Moving somewhere new
·2 min read

Moving somewhere new

The city doesn't make room for you. You have to carve out your own piece of it.

Kevin Neal

Moving somewhere new

The first night in my new flat I couldn't sleep because there was a noise I couldn't identify — turned out to be the boiler, which apparently made a low clicking sound every twenty minutes or so. The second night I didn't notice it. I'm not sure exactly when it stopped being a noise and started just being part of the flat, but it did.

That's more or less what moving somewhere new is like. Things that feel strange become normal, usually faster than you'd expect.

The practical stuff is fine, mostly. You find the nearest supermarket (mine was a fifteen-minute walk, which felt like a lot until it didn't). You work out the bus. You figure out which of the local places is actually good and which just looks it from the outside. That part takes a few weeks and it's honestly fine, just slightly time-consuming.

The harder part is the people. Or the absence of them, specifically. I'd moved knowing one person in the city, vaguely, from university. We met for a drink once and then kind of lost touch again. So for a while it was just — quiet. Not bad, exactly, but a particular kind of quiet that comes from there being no one who knows you nearby.

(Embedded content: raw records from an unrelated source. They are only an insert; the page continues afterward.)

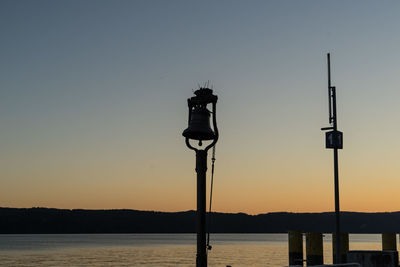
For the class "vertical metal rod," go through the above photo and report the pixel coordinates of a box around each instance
[331,85,341,264]
[333,147,341,263]
[327,53,341,264]
[327,53,332,124]
[196,150,207,267]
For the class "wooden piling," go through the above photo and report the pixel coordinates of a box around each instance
[289,231,303,266]
[382,233,397,251]
[306,232,323,266]
[332,232,349,263]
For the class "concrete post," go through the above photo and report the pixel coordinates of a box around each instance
[382,233,397,251]
[289,231,304,266]
[306,232,323,266]
[333,232,349,263]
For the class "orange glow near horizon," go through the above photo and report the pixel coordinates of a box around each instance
[3,150,400,215]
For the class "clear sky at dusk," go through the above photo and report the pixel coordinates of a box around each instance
[1,1,400,214]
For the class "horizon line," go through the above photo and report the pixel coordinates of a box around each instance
[2,207,400,216]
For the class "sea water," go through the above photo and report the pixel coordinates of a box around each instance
[0,233,383,266]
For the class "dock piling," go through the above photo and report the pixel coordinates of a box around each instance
[382,233,397,251]
[333,232,349,263]
[306,232,323,266]
[289,231,304,266]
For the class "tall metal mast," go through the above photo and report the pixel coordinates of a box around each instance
[321,53,343,264]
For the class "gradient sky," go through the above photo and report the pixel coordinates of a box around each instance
[1,1,400,214]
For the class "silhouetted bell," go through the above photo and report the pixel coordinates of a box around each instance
[182,106,215,141]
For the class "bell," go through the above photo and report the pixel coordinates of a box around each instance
[182,106,215,141]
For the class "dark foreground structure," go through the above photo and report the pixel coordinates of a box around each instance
[289,231,399,267]
[2,207,400,234]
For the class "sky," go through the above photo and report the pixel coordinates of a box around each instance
[1,1,400,214]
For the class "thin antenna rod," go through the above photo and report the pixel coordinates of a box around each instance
[328,53,332,124]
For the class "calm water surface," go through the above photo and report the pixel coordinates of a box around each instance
[0,234,383,266]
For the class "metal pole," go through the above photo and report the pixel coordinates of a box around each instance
[333,147,341,263]
[328,54,332,124]
[196,150,207,267]
[331,85,341,264]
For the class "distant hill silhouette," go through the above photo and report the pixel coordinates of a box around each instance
[1,207,400,234]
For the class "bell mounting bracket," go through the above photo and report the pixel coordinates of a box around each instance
[188,88,218,108]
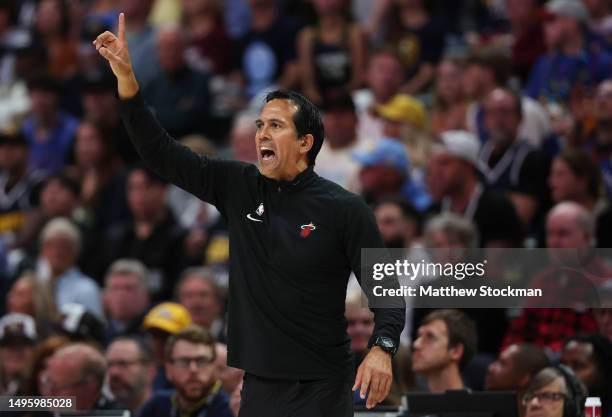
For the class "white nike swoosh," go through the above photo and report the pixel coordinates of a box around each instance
[246,214,263,223]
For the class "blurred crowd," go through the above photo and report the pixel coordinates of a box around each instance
[1,0,612,416]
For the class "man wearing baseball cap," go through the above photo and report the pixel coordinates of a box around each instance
[526,0,612,105]
[427,131,523,247]
[0,313,37,395]
[142,302,192,390]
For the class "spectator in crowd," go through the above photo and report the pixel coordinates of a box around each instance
[586,79,612,196]
[67,119,129,231]
[103,259,151,343]
[123,0,160,85]
[175,267,224,341]
[142,302,192,391]
[81,73,139,165]
[182,0,233,76]
[21,334,70,396]
[316,92,365,191]
[21,73,78,175]
[297,0,366,104]
[0,313,37,395]
[412,309,477,392]
[383,0,445,95]
[373,196,420,250]
[41,343,118,411]
[585,0,612,44]
[232,0,301,99]
[142,25,212,139]
[105,166,187,301]
[504,0,547,83]
[427,130,523,247]
[485,344,550,417]
[37,217,103,318]
[105,336,155,415]
[480,87,551,234]
[523,366,586,417]
[430,58,468,136]
[561,334,612,417]
[33,0,78,80]
[139,325,233,417]
[354,137,431,211]
[345,290,374,371]
[463,50,551,148]
[549,149,603,211]
[228,111,258,163]
[503,202,612,352]
[355,48,405,142]
[57,302,107,346]
[5,272,58,336]
[214,343,244,396]
[0,131,43,257]
[526,0,612,107]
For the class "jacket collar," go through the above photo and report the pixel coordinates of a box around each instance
[263,166,317,192]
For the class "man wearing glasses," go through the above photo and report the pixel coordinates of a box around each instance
[139,325,233,417]
[105,337,156,415]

That takes longer to fix and there's no clever way around it. You just have to be somewhere consistently enough that you start to become a face people recognise. The office helped. The Sunday football team helped more. It was six or seven months before it stopped feeling like I was visiting and started feeling like I lived there.

I've spoken to other people who've done the same thing and the timeline varies but the shape of it seems pretty consistent. The first month is disorienting. By month three you're functional. By month six something starts to feel genuinely yours.